У Тшесновского, бледного, потного, с носом Цезаря над синими губами, были огромные волосатые руки, которых боялись женщины. Жемиха он считал ступенькой, на которую можно встать, а Стефана вообще не замечал.
Несмотря на голод, Стефан не смог съесть третье яйцо и позвонил обслуживающей санитарке, а когда она не пришла, направился по темному коридору в сторону кухни. Маленькая комнатка была пуста. Налил себе воды в фаянсовую кружку, выпил и приподнял крышку кастрюли, стоявшей на газовой плите.
«Опять галушки на обед, – подумал он. – И работа собачья, и есть не дают».
Он вернулся в столовую, отчетливо ощущая давление холодной воды в желудке.
«Никому бы не посоветовал такой диеты, – подумал он и усмехнулся. – И стоило пробиваться в клинику? Университетская – великое дело!»

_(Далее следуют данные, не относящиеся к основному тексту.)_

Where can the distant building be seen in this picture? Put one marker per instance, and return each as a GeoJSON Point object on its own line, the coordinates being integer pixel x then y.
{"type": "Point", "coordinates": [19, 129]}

Говорили, что уже приближается конец господства Чумы Пшеменецкого, а Стефан хотел еще поработать какое-то время с кем-либо из старой гвардии, одним из тех, после которых остаются мраморные бюсты в университетских аудиториях и золотом писанные мемориальные доски. К операционному столу Чуме уже приходилось подходить боком, потому что ему мешал живот, но голосом он еще по-прежнему властвовал над людьми. Его гулкий бас разливался в каскадах довольного гремящего смеха, когда он украшал лекцию своими пикантными историями. Хорошо известно было его потогонное воздействие на окружение во время операций. Мало того что он сам страшно потел во время процедуры, так еще и колкостями, топотом, бросанием инструментов и бранью он весь персонал доводил до седьмого пота. Добродушный в лекционном зале (описывая какой-нибудь исторический факт вроде родов княгини Х., обращался к стоявшей за ним старой акушерке: «Ведь так было, пани Рихтерова?»), в операционной он бурлил, кипел, ферментировал, а когда наконец снимал мокрую от пота маску, на его большое слюнявое лицо с трудом возвращалось довольство и выражение спокойствия. Единственной особой, которая его не боялась, была госпожа Ойчикова, безраздельно царствовавшая в главной операционной уже лет двадцать. Она обозначала берега гудящего профессорского гнева, который умело направляла туда, куда ей было выгодно. Какой-то молодой врач отважился выступить против нее, но расплатился за это скорой утратой места.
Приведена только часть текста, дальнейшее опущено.